Baisse des consommations unitaires
En parallèle, la consommation unitaire moyenne par logement a connu une diminution progressive et constante au fil des décennies. Cette baisse s’explique en partie par l’amélioration des équipements et par la montée en puissance des appareils de chauffage performants, capables d’optimiser la combustion et de réduire la consommation de combustible. Malgré cela, la consommation globale de bois pour le chauffage domestique reste conséquente : elle est estimée à 64,4 TWh à climat réel pour la saison 2022/2023, soit 37,7 millions d’équivalents stères.
Modes d’approvisionnement
Un point particulièrement intéressant mis en avant par l’étude concerne l’évolution des modes d’approvisionnement en bûches. Si l’auto-approvisionnement a longtemps dominé, de plus en plus de ménages se tournent désormais vers des circuits professionnels (achats via des vendeurs spécialisés, des grandes surfaces, etc.) pour l’achat de leur bois de chauffage. Ce mode d’approvisionnement a représenté 27 % des consommations de bûches en 2022/2023. Cette tendance permet non seulement de garantir une meilleure traçabilité du combustible, mais aussi d’assurer une qualité supérieure des bûches, qui sont plus sèches et mieux adaptées aux nouveaux appareils performants. Ce phénomène contribue à la structuration de la filière et à la réduction du marché informel, parfois associé à un manque de contrôle sur la qualité et l’humidité du bois utilisé. L’enquête révèle que les bûches utilisées par les ménages proviennent à 85 % de la forêt et à 95 % d’une distance inférieure à 30 km (pour les modes d’approvisionnement autres que le circuit professionnel).

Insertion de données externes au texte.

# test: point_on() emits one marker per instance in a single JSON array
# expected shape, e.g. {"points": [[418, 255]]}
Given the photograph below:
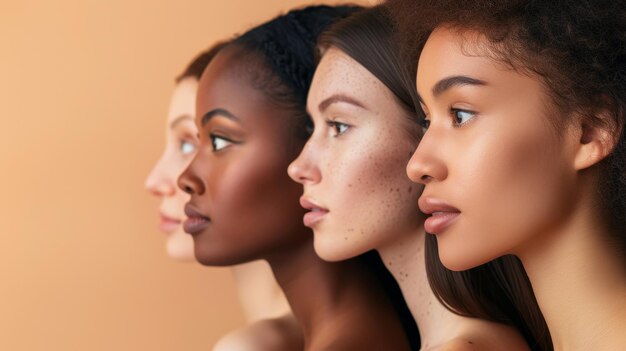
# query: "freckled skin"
{"points": [[243, 186], [357, 175]]}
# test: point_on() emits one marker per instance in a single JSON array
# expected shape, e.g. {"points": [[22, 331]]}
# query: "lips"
{"points": [[316, 212], [441, 214], [168, 224], [196, 222]]}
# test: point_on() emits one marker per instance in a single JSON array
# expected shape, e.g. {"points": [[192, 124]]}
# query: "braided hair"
{"points": [[281, 56]]}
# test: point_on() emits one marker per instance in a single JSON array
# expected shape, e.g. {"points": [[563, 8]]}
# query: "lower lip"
{"points": [[313, 217], [195, 225], [168, 225], [437, 223]]}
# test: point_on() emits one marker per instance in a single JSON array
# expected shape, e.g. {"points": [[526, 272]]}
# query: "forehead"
{"points": [[450, 52], [338, 73], [229, 83], [183, 99]]}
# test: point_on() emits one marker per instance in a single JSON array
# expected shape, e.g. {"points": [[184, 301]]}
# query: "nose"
{"points": [[304, 168], [189, 181], [160, 182], [427, 165]]}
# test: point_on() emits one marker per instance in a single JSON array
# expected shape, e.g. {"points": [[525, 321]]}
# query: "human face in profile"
{"points": [[180, 147], [243, 205], [498, 175], [353, 166]]}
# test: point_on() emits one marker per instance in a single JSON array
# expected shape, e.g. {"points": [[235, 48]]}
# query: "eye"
{"points": [[338, 127], [187, 147], [462, 116], [219, 142], [424, 123]]}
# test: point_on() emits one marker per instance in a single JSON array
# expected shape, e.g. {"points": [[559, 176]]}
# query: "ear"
{"points": [[597, 140]]}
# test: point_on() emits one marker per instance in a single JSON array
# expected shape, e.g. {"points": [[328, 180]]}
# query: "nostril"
{"points": [[188, 190]]}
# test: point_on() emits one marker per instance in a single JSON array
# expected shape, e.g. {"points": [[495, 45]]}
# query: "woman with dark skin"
{"points": [[525, 149], [265, 308], [252, 123]]}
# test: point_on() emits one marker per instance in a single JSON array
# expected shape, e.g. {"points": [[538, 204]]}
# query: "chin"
{"points": [[213, 256], [180, 247], [331, 251]]}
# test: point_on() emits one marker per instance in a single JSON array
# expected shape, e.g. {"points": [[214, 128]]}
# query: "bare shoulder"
{"points": [[493, 342], [269, 334], [458, 345]]}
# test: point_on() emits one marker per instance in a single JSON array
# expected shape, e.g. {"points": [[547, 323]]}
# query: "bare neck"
{"points": [[580, 284], [317, 291], [259, 295], [405, 260]]}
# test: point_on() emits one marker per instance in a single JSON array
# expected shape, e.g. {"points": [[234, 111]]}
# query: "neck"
{"points": [[580, 284], [259, 295], [316, 290], [405, 260]]}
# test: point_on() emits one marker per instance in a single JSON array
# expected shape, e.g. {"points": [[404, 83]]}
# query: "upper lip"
{"points": [[310, 205], [169, 218], [430, 205], [191, 212]]}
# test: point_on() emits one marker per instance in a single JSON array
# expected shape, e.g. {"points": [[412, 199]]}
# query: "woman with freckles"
{"points": [[262, 301], [525, 149], [252, 123], [357, 192]]}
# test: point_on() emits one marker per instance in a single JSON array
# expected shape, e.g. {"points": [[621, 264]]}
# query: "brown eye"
{"points": [[338, 127], [462, 116], [219, 142]]}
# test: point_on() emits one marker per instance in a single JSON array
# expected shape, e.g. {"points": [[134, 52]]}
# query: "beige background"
{"points": [[84, 88]]}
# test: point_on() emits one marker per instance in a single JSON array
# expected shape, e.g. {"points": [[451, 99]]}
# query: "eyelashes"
{"points": [[338, 127], [220, 142], [459, 118]]}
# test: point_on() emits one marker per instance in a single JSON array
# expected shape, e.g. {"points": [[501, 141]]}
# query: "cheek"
{"points": [[374, 197], [256, 195], [510, 186]]}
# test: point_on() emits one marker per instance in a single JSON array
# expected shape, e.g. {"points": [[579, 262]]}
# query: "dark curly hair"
{"points": [[499, 291], [576, 47], [280, 56], [196, 67]]}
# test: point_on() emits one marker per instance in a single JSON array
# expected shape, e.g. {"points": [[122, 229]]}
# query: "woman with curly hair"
{"points": [[524, 151]]}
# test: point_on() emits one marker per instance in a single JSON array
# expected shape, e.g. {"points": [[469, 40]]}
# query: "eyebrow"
{"points": [[217, 112], [453, 81], [179, 119], [337, 98]]}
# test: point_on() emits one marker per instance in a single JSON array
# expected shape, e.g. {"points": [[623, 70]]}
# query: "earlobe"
{"points": [[596, 141]]}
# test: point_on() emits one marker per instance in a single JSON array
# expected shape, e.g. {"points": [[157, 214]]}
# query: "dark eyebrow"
{"points": [[339, 98], [450, 82], [217, 112], [179, 119]]}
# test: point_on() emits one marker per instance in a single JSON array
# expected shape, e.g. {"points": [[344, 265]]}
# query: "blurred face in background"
{"points": [[180, 147]]}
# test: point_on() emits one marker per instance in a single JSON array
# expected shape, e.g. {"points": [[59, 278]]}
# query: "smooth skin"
{"points": [[265, 308], [354, 167], [519, 185], [244, 206]]}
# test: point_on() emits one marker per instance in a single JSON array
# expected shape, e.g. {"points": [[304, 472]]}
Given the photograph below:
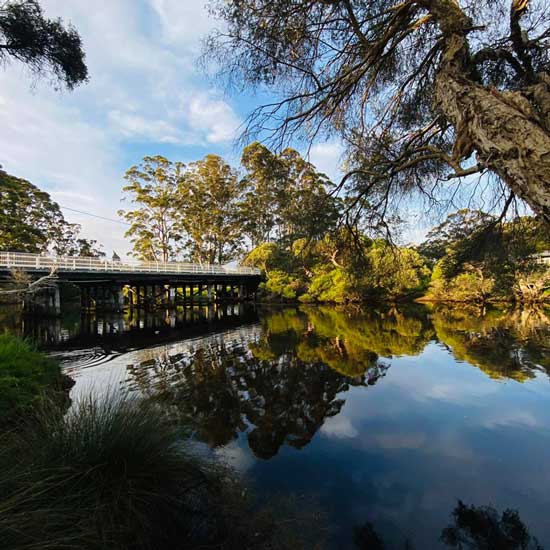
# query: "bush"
{"points": [[26, 376], [119, 474]]}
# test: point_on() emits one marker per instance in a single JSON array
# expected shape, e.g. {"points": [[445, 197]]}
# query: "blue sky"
{"points": [[146, 96]]}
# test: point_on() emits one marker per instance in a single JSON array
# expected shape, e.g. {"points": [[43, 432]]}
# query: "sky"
{"points": [[146, 96]]}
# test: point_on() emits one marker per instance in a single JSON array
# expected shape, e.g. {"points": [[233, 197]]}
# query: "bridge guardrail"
{"points": [[37, 262]]}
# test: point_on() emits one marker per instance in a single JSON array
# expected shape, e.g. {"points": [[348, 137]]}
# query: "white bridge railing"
{"points": [[37, 262]]}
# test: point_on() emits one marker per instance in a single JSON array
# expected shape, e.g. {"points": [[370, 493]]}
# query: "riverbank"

Les défis du bois-énergie domestique
Si la filière bois-énergie domestique connaît une dynamique favorable, elle doit cependant faire face à plusieurs défis majeurs.
Qualité de l’air
La question de la qualité de l’air demeure un sujet clé. Bien que le parc se soit modernisé, le nombre d’équipements considérés comme « peu performants » reste élevé en maisons individuelles. Ce dernier s’élève à environ 3 millions. Aussi, même si les technologies ont évolué et que les appareils récents offrent de bien meilleures performances en termes de rendement et d’émissions, le chauffage au bois domestique peut générer trop de polluants atmosphériques (particules fines, et Oxydes d’azote – NOx) lorsqu’il ne fait pas l’usage de bonnes pratiques ou que le combustible utilisé est trop humide. L’enquête révèle que, si les conditions de séchage des bûches semblent relativement bonnes, les marques qualité des bûches et les bonnes conditions d’allumage et de rechargement des équipements ne sont pas connues des ménages. Sensibiliser les consommateurs aux bonnes pratiques et encourager le renouvellement des équipements vétustes apparaissent comme des leviers indispensables pour concilier développement du bois-énergie domestique et préservation de la qualité de l’air.

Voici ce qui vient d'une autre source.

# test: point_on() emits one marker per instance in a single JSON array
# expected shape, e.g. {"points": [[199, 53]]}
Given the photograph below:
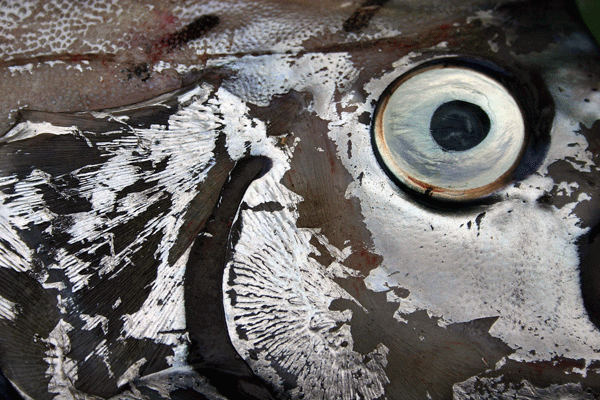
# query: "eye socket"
{"points": [[450, 130]]}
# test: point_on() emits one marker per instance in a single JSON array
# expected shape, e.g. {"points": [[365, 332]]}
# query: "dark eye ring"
{"points": [[458, 129]]}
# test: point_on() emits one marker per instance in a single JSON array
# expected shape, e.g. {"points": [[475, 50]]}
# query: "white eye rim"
{"points": [[468, 189]]}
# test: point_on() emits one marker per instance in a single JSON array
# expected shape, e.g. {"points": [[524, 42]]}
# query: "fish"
{"points": [[299, 200]]}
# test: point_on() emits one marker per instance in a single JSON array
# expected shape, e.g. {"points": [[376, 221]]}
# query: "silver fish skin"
{"points": [[194, 201]]}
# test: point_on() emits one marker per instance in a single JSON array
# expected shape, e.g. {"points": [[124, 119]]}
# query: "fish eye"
{"points": [[451, 129]]}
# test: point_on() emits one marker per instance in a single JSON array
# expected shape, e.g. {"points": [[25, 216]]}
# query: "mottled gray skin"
{"points": [[237, 236]]}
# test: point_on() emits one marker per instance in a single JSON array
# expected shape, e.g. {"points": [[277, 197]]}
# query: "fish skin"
{"points": [[366, 271]]}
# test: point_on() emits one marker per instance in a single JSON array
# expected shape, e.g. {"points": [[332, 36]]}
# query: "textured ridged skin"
{"points": [[191, 205]]}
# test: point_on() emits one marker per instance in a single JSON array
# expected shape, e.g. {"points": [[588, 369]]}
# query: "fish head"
{"points": [[286, 219]]}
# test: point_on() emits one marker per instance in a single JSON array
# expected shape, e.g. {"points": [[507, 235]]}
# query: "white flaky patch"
{"points": [[8, 309], [62, 370], [132, 373], [520, 263], [167, 381], [494, 389], [278, 295]]}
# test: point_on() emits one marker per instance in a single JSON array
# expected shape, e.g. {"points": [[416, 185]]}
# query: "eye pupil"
{"points": [[458, 125]]}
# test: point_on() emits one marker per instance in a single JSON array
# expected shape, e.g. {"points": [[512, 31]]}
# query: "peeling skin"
{"points": [[336, 283]]}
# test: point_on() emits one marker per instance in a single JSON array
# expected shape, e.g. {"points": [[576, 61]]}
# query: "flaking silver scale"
{"points": [[287, 203]]}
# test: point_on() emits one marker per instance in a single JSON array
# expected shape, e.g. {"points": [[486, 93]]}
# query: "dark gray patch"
{"points": [[361, 17]]}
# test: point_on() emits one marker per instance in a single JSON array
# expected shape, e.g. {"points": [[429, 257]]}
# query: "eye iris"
{"points": [[458, 125]]}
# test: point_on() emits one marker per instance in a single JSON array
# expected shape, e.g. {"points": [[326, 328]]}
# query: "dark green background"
{"points": [[590, 10]]}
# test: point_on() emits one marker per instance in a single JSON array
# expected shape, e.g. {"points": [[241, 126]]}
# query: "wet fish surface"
{"points": [[299, 200]]}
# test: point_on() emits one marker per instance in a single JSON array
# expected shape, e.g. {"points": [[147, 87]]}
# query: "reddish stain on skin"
{"points": [[166, 20]]}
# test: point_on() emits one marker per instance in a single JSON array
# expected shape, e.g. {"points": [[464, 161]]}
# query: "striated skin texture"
{"points": [[191, 206]]}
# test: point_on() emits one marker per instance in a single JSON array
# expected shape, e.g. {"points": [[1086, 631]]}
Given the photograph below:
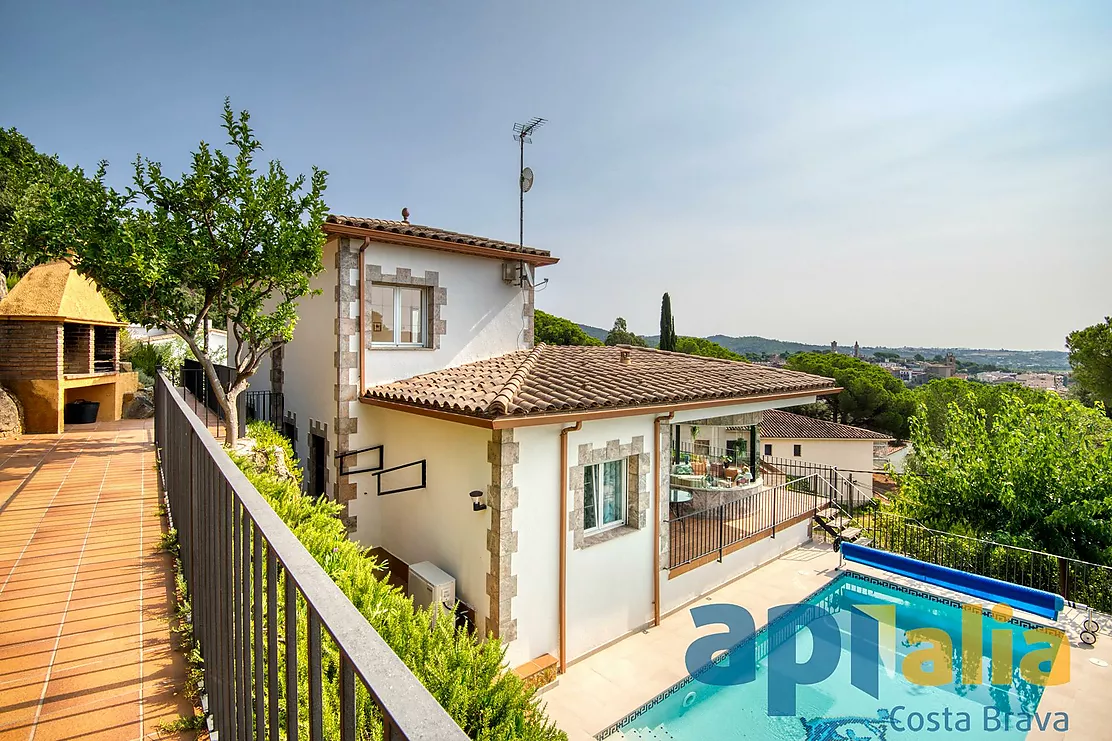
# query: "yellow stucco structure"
{"points": [[59, 343]]}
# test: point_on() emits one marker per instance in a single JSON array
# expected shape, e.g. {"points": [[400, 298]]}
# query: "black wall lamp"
{"points": [[477, 501]]}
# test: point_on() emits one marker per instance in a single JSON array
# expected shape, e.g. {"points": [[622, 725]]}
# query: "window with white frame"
{"points": [[398, 316], [604, 495]]}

Des usages différents du bois
Un autre enjeu de taille concerne l’articulation entre les différents usages du bois. Le bois est aujourd’hui la première énergie renouvelable en France, avec une ressource disponible qui, pour le moment, répond à la demande. Rappelons que le bois-énergie s’inscrit comme un complément, et non un concurrent, de la filière bois-construction. Ce dernier est essentiel pour le stockage du carbone et la réduction de l’empreinte carbone des bâtiments. Mais la multiplication des usages du bois à des fins énergétiques (chauffage mais maintenant également processus industriels et transport), oblige les puissances publiques à se questionner sur les priorités d’usage et notamment dans le cadre de l’élaboration de la Programmation Pluriannuelle de l’Énergie et de la Stratégie Nationale Bas Carbone. Ce travail indispensable de priorisation pourra avoir un impact sur les objectifs nationaux concernant le chauffage domestique au bois. Mais il doit surtout permettre de garder en tête deux fondamentaux : la priorité reste le maintien de la biodiversité et du stock sur pied, et le fait que le chauffage domestique au bois reste une solution massivement utilisée qui répond aux attentes des français (prix, rapport à la nature, convivialité, caractère renouvelable).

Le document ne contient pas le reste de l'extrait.